Data Breaches on the Brain
In a separate Gemalto/Vanson Bourne survey of shoppers in seven countries, 49% of respondents said they would be unlikely to continue doing business with a retailer if a data breach compromised personal information. That figure increased to 64% if shoppers’ financial information was stolen because of a data breach.
A deeper read of the Gemalto/Vanson Bourne report reveals more troubling statistics. Only a quarter of the shoppers surveyed felt that their favorite stores take data protection and security seriously. With 31% of shoppers saying they have been affected by a data breach, that lack of trust is not surprising.
“The emotional impact of data breaches has also created apprehensive feelings towards businesses, with nearly one fifth (19%) feeling they are likely to be a victim of one within twelve months to three years,” The report authors write.
It’s Up to The Vendor
So what’s a vendor to do? If shoppers are asked, the refrain will undoubtedly be: do something to protect against data breaches! As the Gemalto survey found, 69% percent of consumers feel that the responsibility for protecting customer data lies with the company – as it should!
However, the retail edition of Vormetric’s 2015 Insider Threat Report suggests that many retailers simply are not up to this task. According to the survey of 102 IT professionals working for enterprise retailers, 48% reported their company had experienced a data breach or failed a compliance audit in the last year. What’s more, half of U.S. retailers specifically reported being “very” or “extremely” vulnerable to data breaches.
This weakness also became clear from retailer security spending trends detailed in Vormetric’s report. Preventing a data breach was the top driver for security spending for 63% of retailers in 2015, up from a top driver for only 21% of those surveyed two years ago.
Perhaps even more troubling: retailers reported spending similar amounts of money across different categories of security protection, such as network defenses, analysis of correlation tools, and end point and mobile defenses. This suggests, as the Vormetric report authors write, that “organizations are not identifying and investing in the solutions that are most effective at solving the problem.”
The Human Element
Though Vormetric’s larger 2015 Insider Threat Report found that 89% of companies felt at least somewhat vulnerable to insider attacks, no ink was spent on discussing the value of comprehensive security awareness programs for employees.
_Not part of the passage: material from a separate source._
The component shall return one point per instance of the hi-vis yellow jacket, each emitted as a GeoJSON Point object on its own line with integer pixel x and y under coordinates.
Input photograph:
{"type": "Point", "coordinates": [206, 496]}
Focus was instead put on what purely technical solutions are serving, and too often failing, to protect against data breaches.
In the list of the most effective security measures survey respondents listed, employee education was nowhere to be found. This omission could be due to failure to ask the right questions on the part of the survey takers. But, even the lack of employee education programs as a talking point speaks to an important necessity: industry needs to spend more time talking about the human element.
Vormetric CSO Sol Cates has the right idea:
“The time has come for retailers—and indeed all organizations—to embrace a data-centric mindset and change their approach to how their data is protected,” Cates says in the press release announcing the Insider Threat Report.
But we must also remember that implementing the purely technical solutions is not enough. When we’re talking retail, “every member of the team” goes well beyond IT to include everyone who handles sensitive data, such as payment card information, in any way.
It’s not enough for IT to have a data-centric mindset. You’ve got to get all employees rallied around the role they play in ensuring security, and that means creating a risk-aware culture through effective and persuasive communication about the risks and the behaviors that can lead to data breaches.